This is a post in an on-going series on Women in the Church.
Yesterday, I began talking about the history of Women in the early Church. Up front, I gave my primary source for information, this issue of Christian History Institute Magazine on “Women in the Early Church”, which I will quote from in this post. If you need more information, you can go there.
I also gave a brief sketch of my view: women were quite active in leadership in the first two-centuries of the Church, but come the 200s, some radical things began to change in the Church–things that still effect us today, especially as it pertains to women in ministry.
(Most of this material is comes from the excellent article “The Early Controversies Over Female Leadership” by Dr. Karen J. Torjesen.)

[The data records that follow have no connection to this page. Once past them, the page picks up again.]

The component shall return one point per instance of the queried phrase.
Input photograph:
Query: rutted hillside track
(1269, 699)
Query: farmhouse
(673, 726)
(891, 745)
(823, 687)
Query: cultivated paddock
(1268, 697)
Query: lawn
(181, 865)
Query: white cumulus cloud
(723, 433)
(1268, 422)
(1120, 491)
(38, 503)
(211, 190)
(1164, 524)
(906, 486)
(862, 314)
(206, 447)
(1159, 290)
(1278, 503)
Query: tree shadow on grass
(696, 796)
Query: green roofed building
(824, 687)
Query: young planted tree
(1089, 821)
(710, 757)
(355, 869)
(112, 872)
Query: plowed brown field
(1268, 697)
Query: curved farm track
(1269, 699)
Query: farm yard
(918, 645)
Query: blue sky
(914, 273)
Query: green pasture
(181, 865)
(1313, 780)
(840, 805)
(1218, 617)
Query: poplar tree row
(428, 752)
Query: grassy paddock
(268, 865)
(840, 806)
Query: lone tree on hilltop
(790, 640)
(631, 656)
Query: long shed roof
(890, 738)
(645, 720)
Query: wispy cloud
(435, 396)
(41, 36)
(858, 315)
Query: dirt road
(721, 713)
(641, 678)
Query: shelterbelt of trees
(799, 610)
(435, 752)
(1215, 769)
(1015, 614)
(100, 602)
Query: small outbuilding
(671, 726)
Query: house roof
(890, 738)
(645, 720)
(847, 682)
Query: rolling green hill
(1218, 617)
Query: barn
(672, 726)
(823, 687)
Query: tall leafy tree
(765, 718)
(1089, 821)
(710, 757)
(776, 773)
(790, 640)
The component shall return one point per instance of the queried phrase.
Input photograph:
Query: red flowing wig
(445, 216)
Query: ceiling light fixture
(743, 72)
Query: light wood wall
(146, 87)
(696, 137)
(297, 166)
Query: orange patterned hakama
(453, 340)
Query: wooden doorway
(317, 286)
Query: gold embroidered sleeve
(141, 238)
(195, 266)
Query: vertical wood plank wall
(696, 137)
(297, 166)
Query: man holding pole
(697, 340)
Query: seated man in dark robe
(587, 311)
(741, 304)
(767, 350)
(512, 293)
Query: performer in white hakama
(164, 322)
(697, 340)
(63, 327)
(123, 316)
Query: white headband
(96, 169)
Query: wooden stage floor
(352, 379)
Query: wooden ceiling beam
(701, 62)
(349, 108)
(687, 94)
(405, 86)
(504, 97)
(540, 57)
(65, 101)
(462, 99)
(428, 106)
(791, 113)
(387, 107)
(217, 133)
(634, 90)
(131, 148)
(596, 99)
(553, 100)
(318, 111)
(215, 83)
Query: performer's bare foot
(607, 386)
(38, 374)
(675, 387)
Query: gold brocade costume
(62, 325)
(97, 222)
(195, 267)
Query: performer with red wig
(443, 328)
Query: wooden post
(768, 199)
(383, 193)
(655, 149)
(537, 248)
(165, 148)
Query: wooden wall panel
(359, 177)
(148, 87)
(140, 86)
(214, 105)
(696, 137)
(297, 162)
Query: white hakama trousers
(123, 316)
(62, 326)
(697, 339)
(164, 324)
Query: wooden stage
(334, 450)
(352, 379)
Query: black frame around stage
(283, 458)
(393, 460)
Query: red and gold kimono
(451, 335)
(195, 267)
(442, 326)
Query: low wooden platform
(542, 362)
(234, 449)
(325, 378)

The Big Turn with the Church
First, the Church was being hit by a second wave of major heresies, and was trying to figure out how to fight against it. The major controversies of the 100s– Gnosticism and Montanism–almost tore the Church apart. They certainly didn’t want that happening again.
For various sociological reasons, women were strongly attracted to these heresies and were quite often their leaders and priestesses. As these new heresies came up in the 200s, there was found an even greater suspicion over women leaders, and an even easier tendency to restrict their roles–all in the name of “protecting the Church”.
Over-reaction to Spiritual Gift Abuse
Relatedly, some of these 3rd-century heresies had to do with a wild use of the spiritual gifts. Until this time, we have lots of records of Holy Spirit gift activity occurring in the Church. In response to these heresies, though, the Church (primarily in a document called The Didache) put strong restrictions on how and when spiritual gifts were used.
After this point, you see the records reflect a dramatic drop-off in the “spiritual gift” nature of Church life and their usage in it. This has lasted even through today, with pockets of the Church “rediscovering” these gifts at various times and in various ways.
From Spirit to Sacrament
This spiritual gift issue relates to women because of this third, related change. To help fight these new heresies, the Church orders begin redefining who was in “authority” in the Church in the first place!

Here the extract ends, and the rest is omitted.